Supply and demand are the foundation of this article as we examine an important question. Who will buy all the stocks in the markets when the Boomers cash out to fund their retirement dreams?
First, consider this: Why are the markets moving higher? Where is all this money flooding the markets coming from? Can this go on forever? Then consider this: What will happen when the Boomers sell off $30T in assets in a short period of time? Are there enough buyers for all those sellers?
Later we’ll circle back and explore how you can get off this merry-go-round and invest outside the masses. We’ll look at how you can hedge this possible crash in the market if and when the laws of supply and demand actually function. For now, let’s start with why the markets are moving higher and where the money is coming from.
What’s Driving the Markets?
These issues are intertwined. The Fed is printing money again under the guise of propping up the economy in a Covid crisis. Not just printing money, but also buying Exchange Traded Funds (ETFs). Yes, the Fed is investing alongside you right now. The Fed is buying stocks, either directly as mentioned in Marketwatch, or indirectly as the trillions of dollars they already printed flow into the coffers of financial institutions, who then turn around and invest that money in the stock market.

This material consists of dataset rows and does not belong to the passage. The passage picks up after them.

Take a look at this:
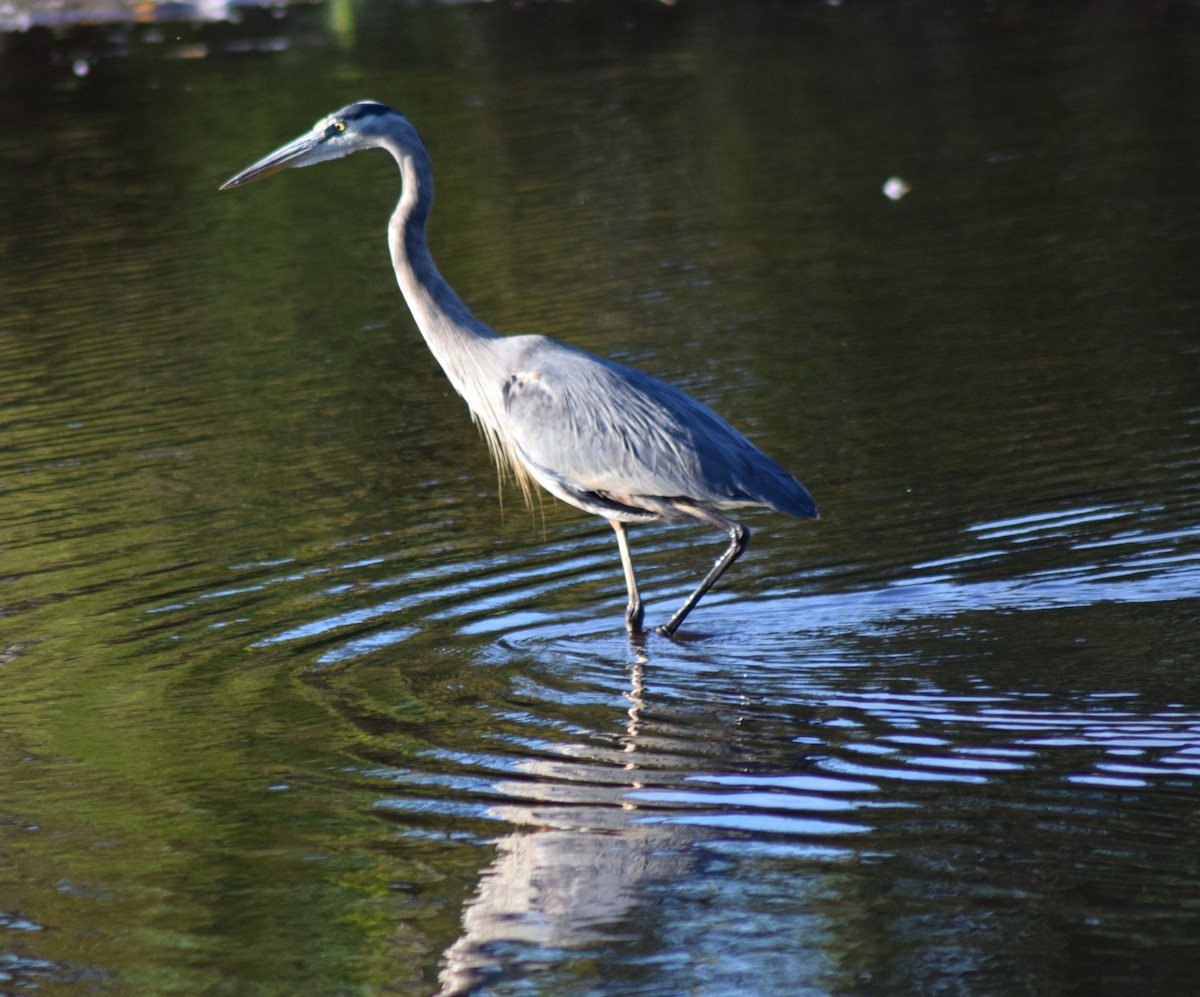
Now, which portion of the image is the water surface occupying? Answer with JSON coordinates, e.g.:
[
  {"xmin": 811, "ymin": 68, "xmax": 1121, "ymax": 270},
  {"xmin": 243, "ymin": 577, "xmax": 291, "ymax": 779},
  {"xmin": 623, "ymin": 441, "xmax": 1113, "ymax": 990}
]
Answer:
[{"xmin": 0, "ymin": 0, "xmax": 1200, "ymax": 997}]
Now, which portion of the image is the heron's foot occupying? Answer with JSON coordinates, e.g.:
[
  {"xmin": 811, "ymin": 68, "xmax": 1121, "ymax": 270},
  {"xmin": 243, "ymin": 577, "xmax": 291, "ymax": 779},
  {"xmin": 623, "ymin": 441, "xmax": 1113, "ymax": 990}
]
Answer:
[{"xmin": 625, "ymin": 599, "xmax": 646, "ymax": 633}]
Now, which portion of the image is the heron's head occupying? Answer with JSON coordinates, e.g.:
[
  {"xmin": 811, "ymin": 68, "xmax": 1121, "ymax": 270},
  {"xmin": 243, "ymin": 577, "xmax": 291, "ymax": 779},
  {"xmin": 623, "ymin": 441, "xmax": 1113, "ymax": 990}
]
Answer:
[{"xmin": 221, "ymin": 101, "xmax": 419, "ymax": 191}]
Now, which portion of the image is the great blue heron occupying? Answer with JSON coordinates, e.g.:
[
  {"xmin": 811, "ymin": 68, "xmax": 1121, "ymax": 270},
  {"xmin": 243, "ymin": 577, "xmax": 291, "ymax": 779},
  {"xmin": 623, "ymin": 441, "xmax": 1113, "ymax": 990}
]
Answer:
[{"xmin": 221, "ymin": 101, "xmax": 817, "ymax": 636}]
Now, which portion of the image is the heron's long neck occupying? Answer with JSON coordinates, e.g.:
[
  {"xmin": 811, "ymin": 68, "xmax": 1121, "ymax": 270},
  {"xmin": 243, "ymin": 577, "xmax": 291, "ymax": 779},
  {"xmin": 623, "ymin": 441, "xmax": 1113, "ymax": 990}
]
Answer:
[{"xmin": 388, "ymin": 150, "xmax": 500, "ymax": 410}]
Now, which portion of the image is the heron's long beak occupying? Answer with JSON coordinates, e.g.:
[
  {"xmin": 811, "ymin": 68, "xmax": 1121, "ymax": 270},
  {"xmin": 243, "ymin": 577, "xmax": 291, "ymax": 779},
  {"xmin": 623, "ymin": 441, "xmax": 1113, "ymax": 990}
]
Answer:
[{"xmin": 221, "ymin": 132, "xmax": 324, "ymax": 191}]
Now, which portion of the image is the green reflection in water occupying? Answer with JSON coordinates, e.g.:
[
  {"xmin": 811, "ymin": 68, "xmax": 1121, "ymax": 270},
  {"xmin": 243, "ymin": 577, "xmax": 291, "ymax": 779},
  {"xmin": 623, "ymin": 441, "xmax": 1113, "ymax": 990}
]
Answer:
[{"xmin": 0, "ymin": 4, "xmax": 1200, "ymax": 995}]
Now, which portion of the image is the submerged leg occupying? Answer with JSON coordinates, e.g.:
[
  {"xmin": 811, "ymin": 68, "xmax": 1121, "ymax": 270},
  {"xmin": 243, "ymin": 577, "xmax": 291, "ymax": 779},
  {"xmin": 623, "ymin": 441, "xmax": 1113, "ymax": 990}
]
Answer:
[
  {"xmin": 608, "ymin": 519, "xmax": 642, "ymax": 630},
  {"xmin": 655, "ymin": 501, "xmax": 750, "ymax": 637}
]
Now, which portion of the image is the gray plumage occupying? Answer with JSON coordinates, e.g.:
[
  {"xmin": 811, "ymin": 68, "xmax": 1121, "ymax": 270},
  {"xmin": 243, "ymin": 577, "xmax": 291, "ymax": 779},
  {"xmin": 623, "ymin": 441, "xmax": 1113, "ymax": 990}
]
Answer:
[{"xmin": 222, "ymin": 101, "xmax": 817, "ymax": 636}]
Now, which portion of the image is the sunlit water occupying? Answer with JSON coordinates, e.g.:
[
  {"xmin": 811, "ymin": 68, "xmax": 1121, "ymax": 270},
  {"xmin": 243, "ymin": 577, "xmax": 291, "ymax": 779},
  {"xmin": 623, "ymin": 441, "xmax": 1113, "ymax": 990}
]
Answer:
[{"xmin": 0, "ymin": 2, "xmax": 1200, "ymax": 997}]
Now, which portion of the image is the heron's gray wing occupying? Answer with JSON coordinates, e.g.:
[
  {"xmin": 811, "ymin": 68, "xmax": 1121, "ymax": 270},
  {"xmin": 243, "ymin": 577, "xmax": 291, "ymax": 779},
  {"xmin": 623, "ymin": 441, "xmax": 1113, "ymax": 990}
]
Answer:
[{"xmin": 504, "ymin": 337, "xmax": 812, "ymax": 515}]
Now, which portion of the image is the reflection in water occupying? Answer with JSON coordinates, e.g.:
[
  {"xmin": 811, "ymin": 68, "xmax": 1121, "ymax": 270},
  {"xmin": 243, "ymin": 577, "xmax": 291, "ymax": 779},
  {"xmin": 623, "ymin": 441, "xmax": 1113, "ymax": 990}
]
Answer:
[{"xmin": 0, "ymin": 0, "xmax": 1200, "ymax": 997}]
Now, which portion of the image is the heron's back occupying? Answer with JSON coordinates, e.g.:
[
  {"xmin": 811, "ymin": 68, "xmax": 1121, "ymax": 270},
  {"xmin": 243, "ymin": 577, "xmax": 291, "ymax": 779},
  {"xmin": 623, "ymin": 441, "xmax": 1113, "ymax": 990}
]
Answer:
[{"xmin": 492, "ymin": 336, "xmax": 817, "ymax": 518}]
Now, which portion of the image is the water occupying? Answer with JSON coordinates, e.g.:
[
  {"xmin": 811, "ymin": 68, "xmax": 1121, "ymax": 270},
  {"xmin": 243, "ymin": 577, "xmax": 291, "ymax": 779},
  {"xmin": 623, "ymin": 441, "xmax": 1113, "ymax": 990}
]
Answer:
[{"xmin": 0, "ymin": 0, "xmax": 1200, "ymax": 997}]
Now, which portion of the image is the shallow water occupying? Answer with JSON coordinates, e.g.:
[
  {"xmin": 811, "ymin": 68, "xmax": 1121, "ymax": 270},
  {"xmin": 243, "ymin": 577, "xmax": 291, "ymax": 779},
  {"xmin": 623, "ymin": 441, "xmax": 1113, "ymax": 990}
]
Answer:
[{"xmin": 0, "ymin": 0, "xmax": 1200, "ymax": 997}]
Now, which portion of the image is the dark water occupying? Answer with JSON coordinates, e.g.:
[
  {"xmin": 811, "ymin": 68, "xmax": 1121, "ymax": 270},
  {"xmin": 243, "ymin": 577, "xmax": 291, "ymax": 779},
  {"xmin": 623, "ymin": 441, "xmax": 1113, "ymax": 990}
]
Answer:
[{"xmin": 0, "ymin": 0, "xmax": 1200, "ymax": 997}]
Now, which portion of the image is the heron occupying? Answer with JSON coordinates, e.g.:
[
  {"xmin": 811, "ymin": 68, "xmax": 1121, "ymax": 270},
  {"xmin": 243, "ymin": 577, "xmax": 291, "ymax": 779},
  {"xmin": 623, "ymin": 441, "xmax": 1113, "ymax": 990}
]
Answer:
[{"xmin": 221, "ymin": 101, "xmax": 817, "ymax": 637}]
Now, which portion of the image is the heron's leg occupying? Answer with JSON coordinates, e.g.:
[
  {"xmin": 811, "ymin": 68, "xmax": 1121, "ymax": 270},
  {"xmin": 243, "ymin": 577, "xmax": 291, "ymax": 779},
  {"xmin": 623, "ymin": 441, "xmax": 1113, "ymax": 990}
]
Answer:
[
  {"xmin": 608, "ymin": 519, "xmax": 642, "ymax": 630},
  {"xmin": 655, "ymin": 501, "xmax": 750, "ymax": 637}
]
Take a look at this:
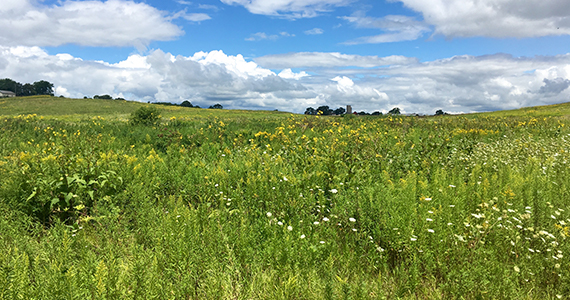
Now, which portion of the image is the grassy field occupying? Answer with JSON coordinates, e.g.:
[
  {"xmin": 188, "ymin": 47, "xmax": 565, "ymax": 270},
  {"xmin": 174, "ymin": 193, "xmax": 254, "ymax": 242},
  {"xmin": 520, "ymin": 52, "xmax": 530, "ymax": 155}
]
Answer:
[{"xmin": 0, "ymin": 97, "xmax": 570, "ymax": 299}]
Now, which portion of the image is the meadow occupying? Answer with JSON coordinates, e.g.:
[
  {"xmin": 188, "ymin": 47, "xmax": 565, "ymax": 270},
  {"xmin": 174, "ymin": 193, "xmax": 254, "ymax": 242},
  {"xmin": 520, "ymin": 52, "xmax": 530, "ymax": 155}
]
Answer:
[{"xmin": 0, "ymin": 97, "xmax": 570, "ymax": 299}]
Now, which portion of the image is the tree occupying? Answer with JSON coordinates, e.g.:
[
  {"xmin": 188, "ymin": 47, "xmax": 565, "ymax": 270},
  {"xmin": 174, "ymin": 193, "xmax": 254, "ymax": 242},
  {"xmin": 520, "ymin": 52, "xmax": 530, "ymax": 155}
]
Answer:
[
  {"xmin": 129, "ymin": 106, "xmax": 161, "ymax": 125},
  {"xmin": 34, "ymin": 80, "xmax": 53, "ymax": 96},
  {"xmin": 317, "ymin": 105, "xmax": 333, "ymax": 116},
  {"xmin": 333, "ymin": 107, "xmax": 346, "ymax": 115},
  {"xmin": 0, "ymin": 78, "xmax": 22, "ymax": 96},
  {"xmin": 305, "ymin": 107, "xmax": 317, "ymax": 115},
  {"xmin": 180, "ymin": 100, "xmax": 194, "ymax": 107},
  {"xmin": 22, "ymin": 83, "xmax": 36, "ymax": 96},
  {"xmin": 388, "ymin": 107, "xmax": 400, "ymax": 115}
]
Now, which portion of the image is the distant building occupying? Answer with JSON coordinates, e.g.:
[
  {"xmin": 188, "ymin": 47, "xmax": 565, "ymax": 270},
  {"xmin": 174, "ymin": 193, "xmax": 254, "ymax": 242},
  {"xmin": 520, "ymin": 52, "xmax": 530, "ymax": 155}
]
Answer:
[{"xmin": 0, "ymin": 90, "xmax": 16, "ymax": 98}]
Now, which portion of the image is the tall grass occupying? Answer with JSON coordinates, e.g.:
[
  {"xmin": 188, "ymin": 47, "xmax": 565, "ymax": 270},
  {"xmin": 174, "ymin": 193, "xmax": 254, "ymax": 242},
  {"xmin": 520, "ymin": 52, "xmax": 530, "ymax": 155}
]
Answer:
[{"xmin": 0, "ymin": 102, "xmax": 570, "ymax": 299}]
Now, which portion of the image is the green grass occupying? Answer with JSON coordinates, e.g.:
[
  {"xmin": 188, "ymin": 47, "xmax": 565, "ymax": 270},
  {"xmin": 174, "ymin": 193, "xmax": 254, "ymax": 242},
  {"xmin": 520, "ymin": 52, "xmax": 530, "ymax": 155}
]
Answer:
[{"xmin": 0, "ymin": 97, "xmax": 570, "ymax": 299}]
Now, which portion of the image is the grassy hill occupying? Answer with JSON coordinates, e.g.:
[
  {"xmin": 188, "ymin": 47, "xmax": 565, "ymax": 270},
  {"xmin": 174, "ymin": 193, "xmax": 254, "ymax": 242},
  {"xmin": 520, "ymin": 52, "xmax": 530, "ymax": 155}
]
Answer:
[
  {"xmin": 0, "ymin": 96, "xmax": 570, "ymax": 120},
  {"xmin": 0, "ymin": 97, "xmax": 570, "ymax": 300},
  {"xmin": 0, "ymin": 96, "xmax": 288, "ymax": 120}
]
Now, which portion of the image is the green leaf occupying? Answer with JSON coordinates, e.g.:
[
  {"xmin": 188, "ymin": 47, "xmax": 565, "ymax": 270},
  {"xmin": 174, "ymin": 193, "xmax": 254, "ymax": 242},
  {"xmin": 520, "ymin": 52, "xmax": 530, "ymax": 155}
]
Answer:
[
  {"xmin": 26, "ymin": 188, "xmax": 38, "ymax": 201},
  {"xmin": 49, "ymin": 198, "xmax": 59, "ymax": 209}
]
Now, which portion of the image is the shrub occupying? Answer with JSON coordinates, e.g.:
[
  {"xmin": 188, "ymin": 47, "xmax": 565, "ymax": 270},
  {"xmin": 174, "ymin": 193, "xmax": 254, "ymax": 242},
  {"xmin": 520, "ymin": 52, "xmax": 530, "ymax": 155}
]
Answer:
[{"xmin": 130, "ymin": 106, "xmax": 161, "ymax": 125}]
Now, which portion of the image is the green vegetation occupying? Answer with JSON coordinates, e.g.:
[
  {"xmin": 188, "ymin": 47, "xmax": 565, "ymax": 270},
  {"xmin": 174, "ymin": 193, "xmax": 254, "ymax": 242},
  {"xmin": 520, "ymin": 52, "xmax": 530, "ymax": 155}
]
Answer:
[{"xmin": 0, "ymin": 97, "xmax": 570, "ymax": 299}]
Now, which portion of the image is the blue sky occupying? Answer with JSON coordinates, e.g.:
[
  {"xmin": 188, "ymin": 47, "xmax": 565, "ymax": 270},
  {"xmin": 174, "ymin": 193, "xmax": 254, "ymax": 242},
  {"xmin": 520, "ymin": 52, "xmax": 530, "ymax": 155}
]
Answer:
[{"xmin": 0, "ymin": 0, "xmax": 570, "ymax": 114}]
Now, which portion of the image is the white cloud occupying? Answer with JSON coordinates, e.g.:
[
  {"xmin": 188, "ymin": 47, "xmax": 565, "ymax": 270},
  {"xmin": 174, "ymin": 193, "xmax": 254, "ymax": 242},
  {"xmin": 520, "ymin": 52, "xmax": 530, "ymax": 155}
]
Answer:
[
  {"xmin": 341, "ymin": 12, "xmax": 430, "ymax": 45},
  {"xmin": 255, "ymin": 52, "xmax": 418, "ymax": 69},
  {"xmin": 0, "ymin": 46, "xmax": 570, "ymax": 114},
  {"xmin": 277, "ymin": 69, "xmax": 310, "ymax": 80},
  {"xmin": 182, "ymin": 13, "xmax": 212, "ymax": 22},
  {"xmin": 0, "ymin": 0, "xmax": 183, "ymax": 48},
  {"xmin": 221, "ymin": 0, "xmax": 354, "ymax": 19},
  {"xmin": 245, "ymin": 31, "xmax": 295, "ymax": 42},
  {"xmin": 399, "ymin": 0, "xmax": 570, "ymax": 38},
  {"xmin": 305, "ymin": 28, "xmax": 325, "ymax": 35}
]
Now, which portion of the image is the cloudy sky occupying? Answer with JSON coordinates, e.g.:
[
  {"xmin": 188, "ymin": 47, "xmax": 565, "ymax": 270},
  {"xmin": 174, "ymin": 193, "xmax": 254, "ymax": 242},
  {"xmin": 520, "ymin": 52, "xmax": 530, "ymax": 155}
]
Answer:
[{"xmin": 0, "ymin": 0, "xmax": 570, "ymax": 114}]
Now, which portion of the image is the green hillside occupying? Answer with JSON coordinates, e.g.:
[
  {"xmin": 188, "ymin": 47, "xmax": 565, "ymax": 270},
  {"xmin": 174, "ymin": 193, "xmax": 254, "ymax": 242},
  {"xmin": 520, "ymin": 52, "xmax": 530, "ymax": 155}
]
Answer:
[
  {"xmin": 0, "ymin": 96, "xmax": 570, "ymax": 119},
  {"xmin": 0, "ymin": 97, "xmax": 570, "ymax": 300},
  {"xmin": 0, "ymin": 96, "xmax": 288, "ymax": 120}
]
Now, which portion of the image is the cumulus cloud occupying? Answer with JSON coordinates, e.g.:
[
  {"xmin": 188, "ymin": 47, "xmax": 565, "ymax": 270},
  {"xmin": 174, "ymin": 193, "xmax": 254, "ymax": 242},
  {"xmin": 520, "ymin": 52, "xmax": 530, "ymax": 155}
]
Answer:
[
  {"xmin": 245, "ymin": 31, "xmax": 295, "ymax": 42},
  {"xmin": 221, "ymin": 0, "xmax": 354, "ymax": 19},
  {"xmin": 305, "ymin": 28, "xmax": 325, "ymax": 35},
  {"xmin": 0, "ymin": 46, "xmax": 570, "ymax": 114},
  {"xmin": 255, "ymin": 52, "xmax": 418, "ymax": 69},
  {"xmin": 182, "ymin": 13, "xmax": 212, "ymax": 22},
  {"xmin": 399, "ymin": 0, "xmax": 570, "ymax": 38},
  {"xmin": 277, "ymin": 69, "xmax": 310, "ymax": 80},
  {"xmin": 0, "ymin": 0, "xmax": 183, "ymax": 47},
  {"xmin": 341, "ymin": 12, "xmax": 430, "ymax": 45},
  {"xmin": 538, "ymin": 77, "xmax": 570, "ymax": 95}
]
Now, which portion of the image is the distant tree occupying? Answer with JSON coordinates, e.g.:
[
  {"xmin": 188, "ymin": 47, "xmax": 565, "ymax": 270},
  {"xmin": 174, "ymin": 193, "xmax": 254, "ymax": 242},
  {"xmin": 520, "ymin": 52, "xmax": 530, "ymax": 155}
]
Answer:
[
  {"xmin": 180, "ymin": 100, "xmax": 194, "ymax": 107},
  {"xmin": 34, "ymin": 80, "xmax": 53, "ymax": 96},
  {"xmin": 0, "ymin": 78, "xmax": 22, "ymax": 96},
  {"xmin": 333, "ymin": 107, "xmax": 346, "ymax": 115},
  {"xmin": 388, "ymin": 107, "xmax": 400, "ymax": 115},
  {"xmin": 317, "ymin": 105, "xmax": 333, "ymax": 116},
  {"xmin": 93, "ymin": 95, "xmax": 113, "ymax": 100},
  {"xmin": 305, "ymin": 107, "xmax": 317, "ymax": 115},
  {"xmin": 21, "ymin": 83, "xmax": 36, "ymax": 96}
]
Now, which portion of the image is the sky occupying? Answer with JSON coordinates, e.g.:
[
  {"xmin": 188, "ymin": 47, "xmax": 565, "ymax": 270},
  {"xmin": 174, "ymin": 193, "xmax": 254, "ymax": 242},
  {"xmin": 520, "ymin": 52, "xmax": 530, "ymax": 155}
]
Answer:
[{"xmin": 0, "ymin": 0, "xmax": 570, "ymax": 114}]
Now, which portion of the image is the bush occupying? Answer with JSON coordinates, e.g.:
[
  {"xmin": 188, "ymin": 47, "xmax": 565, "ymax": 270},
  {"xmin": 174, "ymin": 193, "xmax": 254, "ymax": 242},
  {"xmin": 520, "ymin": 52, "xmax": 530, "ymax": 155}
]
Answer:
[{"xmin": 129, "ymin": 106, "xmax": 161, "ymax": 125}]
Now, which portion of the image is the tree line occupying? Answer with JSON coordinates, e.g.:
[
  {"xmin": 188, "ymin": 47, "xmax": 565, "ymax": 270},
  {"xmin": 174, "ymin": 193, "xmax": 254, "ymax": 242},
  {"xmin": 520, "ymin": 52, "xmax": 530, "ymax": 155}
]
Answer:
[
  {"xmin": 0, "ymin": 78, "xmax": 53, "ymax": 96},
  {"xmin": 305, "ymin": 105, "xmax": 448, "ymax": 116}
]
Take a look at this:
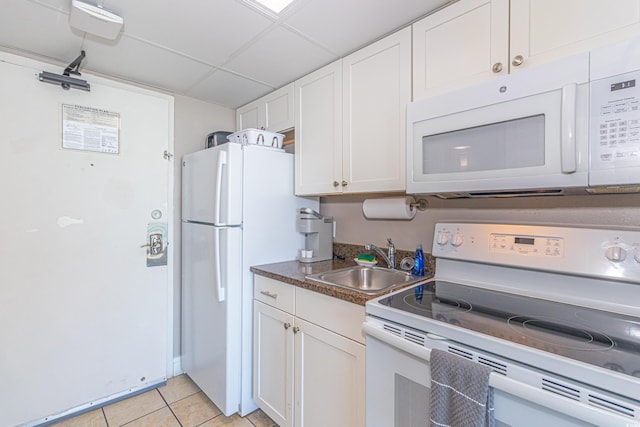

The market is now at all-time highs. The Fed’s trillions have done this.
First, the demand side. It’s easy, right? People pay more for things that they really want, and less for things they don’t want as much. Garlic ice cream would have to be given away, while Haagen Dazs salted caramel commands a nice premium. The same holds true in the stock market. As long as more money chases a fixed quantity of desirable stocks, prices will rise.
But our insatiable desire for goods is only one part of demand. Those desires are being funded by an increase in the money supply. Since 2008, over $15,500,000,000,000.00 ($15.5 Trillion) have been created out of thin air by central banks around the world. The US accounts for $7.5 Trillion of it. Governments have printed Trillions of dollars. It had to go somewhere.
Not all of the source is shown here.